ーーCDやレコードでDJをしていた時代から、現在は音源データでDJができたり、作った音源をクラウドで簡単に共有・管理できるようになりました。以前と現在では、DJや音楽制作の環境はどのように変化したと感じていますか?
Seimei:DJに関して言うと、圧倒的に現場に持ち込める曲数が増えました。レコードの場合は50枚程度が限界ですが、USBなら数千曲単位で持ち込めるので、自由にジャンルを切り替えられます。この差は非常に大きいと感じています。
Carpainter:それとミックス時のサポート技術の発達も大きいですね。
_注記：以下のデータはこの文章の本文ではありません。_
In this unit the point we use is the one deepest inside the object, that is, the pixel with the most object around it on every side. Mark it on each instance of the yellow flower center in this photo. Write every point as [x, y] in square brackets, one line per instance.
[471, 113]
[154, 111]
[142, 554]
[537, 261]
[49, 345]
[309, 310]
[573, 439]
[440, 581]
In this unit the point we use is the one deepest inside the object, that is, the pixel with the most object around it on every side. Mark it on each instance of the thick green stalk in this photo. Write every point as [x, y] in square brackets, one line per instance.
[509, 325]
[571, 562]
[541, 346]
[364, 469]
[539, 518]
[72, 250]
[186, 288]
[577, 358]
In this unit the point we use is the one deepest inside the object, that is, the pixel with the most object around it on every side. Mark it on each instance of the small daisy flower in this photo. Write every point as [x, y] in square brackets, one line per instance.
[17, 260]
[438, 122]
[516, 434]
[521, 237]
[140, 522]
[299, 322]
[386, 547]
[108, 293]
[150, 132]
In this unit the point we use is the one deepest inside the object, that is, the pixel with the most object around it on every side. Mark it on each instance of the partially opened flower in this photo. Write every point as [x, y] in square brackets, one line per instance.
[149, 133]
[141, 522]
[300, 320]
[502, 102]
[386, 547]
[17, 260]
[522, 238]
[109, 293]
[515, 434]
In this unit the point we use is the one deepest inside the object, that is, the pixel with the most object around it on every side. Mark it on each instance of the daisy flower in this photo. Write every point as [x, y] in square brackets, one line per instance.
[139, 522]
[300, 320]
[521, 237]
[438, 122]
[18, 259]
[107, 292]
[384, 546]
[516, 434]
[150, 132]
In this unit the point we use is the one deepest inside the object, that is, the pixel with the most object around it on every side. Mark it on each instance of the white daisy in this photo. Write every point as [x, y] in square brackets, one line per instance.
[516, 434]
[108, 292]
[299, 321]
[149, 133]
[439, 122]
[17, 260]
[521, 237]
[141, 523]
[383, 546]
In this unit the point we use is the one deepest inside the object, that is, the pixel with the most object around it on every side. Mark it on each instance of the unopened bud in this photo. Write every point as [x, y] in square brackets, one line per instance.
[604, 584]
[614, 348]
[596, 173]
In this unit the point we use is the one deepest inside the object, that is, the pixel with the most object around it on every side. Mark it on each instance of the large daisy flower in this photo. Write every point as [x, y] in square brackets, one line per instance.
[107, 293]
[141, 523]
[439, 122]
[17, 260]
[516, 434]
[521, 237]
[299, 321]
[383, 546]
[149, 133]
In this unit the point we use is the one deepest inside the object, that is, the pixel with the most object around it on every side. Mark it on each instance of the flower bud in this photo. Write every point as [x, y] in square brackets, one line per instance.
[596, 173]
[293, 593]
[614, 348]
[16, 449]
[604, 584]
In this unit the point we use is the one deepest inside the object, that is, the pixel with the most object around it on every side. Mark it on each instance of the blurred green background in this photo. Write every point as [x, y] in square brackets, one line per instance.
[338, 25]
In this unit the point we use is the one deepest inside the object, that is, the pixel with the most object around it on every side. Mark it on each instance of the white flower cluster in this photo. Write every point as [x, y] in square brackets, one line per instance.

たとえば、曲同士のBPMを自動で合わせてくれるシンク機能もワンタッチで使えるので、選曲に集中する時間が増えました。また、曲の頭出しも瞬時にできるため、次の曲をかけるまでの時間が短縮され、ミックススタイル自体が変化しています。これらはすべてテクノロジーの進歩によってDJが受けている恩恵だと思います。
ーー音楽制作に関してはいかがですか。
Carpainter:1番変わったのは、ストリーミングで試聴して、気に入ったサンプルをそのままダウンロードできるSpliceのようなサンプリングサービスの登場ですね。以前は自分のPC内の音源だけを使っていましたが、いまはSpliceの膨大なサンプル音源を利用できるため、使える音が実質無限になりました。
Seimei:それとTracklibのように手軽にサンプリングの権利を購入できるサービスも登場し、権利処理が格段に楽になりました。
ーー初めてrekordboxを使ったのはいつ頃ですか?
Carpainter:TREKKIE TRAXのなかでは僕が1番最初に導入しました。そのころは「rekordbox 5」だったと思います。
Seimei:僕らが導入したのは割と最近で、最初はUSBのフォルダに直接音源を入れて使っていました。そのころはrekordboxを使う理由がよくわからなかったんです。
Carpainter:でも、僕らの周りで使っている方がだんだん増えていき、いろいろ情報を仕入れているうちに明らかに便利だとわかってきて。それで本格的に使い始めたのが2019年ごろですね。
Seimei:最初はレコードからDJを始めたこともあって、テンポを合わせられてこそDJという感覚があったので、BPMのシンク機能には少し抵抗がありました。ただ、Carpainterが2人でDJしている時にrekordboxのSYNC機能を使い始めて、とても便利なことを実感したんです。それこそ、さっきCarpainterが言ったとおり、テンポが自動同期する分、その時間を選曲やほかのことに集中できるようになったのは大きかったですね。いまではrekordboxがないと困るくらい日常的に使っています。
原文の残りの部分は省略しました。